Le relazioni tra Israele ed Emirati si erano stabilizzate già da molto tempo, senza un trattato di pace, dal momento che c’è mai stata guerra dichiarata tra i due Paesi. Gli Emirati acquistano armi dallo Stato ebraico segretamente da una decina d’anni [5]. Con il tempo, questo commercio si è intensificato, in particolare nel campo delle intercettazioni telefoniche e della sorveglianza internet. Inoltre, è già operativa un’ambasciata israeliana, sotto copertura di una delegazione presso un oscuro organismo dell’ONU con sede negli Emirati. Gli Accordi di Abramo rimettono pertanto in causa il discorso dominante arabo-israeliano e stravolgono le relazioni interne dell’intera regione.
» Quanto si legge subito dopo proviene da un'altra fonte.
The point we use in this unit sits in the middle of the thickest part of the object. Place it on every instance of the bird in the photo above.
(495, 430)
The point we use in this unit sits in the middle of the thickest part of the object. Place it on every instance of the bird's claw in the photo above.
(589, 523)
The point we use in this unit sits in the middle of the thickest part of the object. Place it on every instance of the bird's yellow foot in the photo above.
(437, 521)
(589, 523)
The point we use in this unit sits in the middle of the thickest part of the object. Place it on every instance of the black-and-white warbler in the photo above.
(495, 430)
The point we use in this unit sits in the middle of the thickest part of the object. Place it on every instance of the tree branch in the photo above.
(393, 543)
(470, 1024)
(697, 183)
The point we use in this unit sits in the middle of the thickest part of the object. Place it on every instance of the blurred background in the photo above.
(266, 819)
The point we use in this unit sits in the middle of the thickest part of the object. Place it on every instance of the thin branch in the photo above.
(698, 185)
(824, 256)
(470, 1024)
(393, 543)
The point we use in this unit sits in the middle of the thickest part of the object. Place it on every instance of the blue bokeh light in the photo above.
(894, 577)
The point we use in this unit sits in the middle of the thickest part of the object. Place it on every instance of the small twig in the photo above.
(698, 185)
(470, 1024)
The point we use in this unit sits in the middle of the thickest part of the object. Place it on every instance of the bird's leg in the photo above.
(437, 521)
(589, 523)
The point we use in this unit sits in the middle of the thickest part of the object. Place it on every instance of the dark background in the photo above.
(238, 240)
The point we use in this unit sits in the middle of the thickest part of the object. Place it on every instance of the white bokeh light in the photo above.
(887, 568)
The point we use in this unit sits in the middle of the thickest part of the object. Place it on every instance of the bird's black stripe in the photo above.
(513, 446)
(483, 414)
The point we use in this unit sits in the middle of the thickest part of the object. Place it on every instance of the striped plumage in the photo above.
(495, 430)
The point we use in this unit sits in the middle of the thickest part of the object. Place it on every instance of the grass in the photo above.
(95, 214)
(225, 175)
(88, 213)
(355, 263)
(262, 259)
[1] “La decolonizzazione d’Israele è iniziata”, di Thierry Meyssan, Traduzione Rachele Marmetti, Rete Voltaire, 26 maggio 2020.
[2] “Jared Kushner riordina il Medio Oriente”, di Thierry Meyssan, Traduzione Matzu Yagi, Megachip-Globalist (Italia) , Rete Voltaire, 19 dicembre 2017, “Jared Kushner e il “diritto alla felicità” dei palestinesi”, di Thierry Meyssan, Traduzione Rachele Marmetti, Rete Voltaire, 26 giugno 2018.
[3] “Abraham Accords Peace Agreement”, Voltaire Network, 15 September 2020. « Le président Donald J. Trump œuvre en faveur de la paix et de la stabilité au Moyen-Orient », États-Unis (White House) , Réseau Voltaire, 15 septembre 2020.
[4] “La prima guerra della NATO-MO rovescia l’ordine regionale”, di Thierry Meyssan, Traduzione Rachele Marmetti, Rete Voltaire, 24 marzo 2020.
[5] “Algeria, Egitto, Emirati Arabi, Marocco e Pakistan hanno acquistato armi da Israele”, Rete Voltaire, 12 giugno 2013.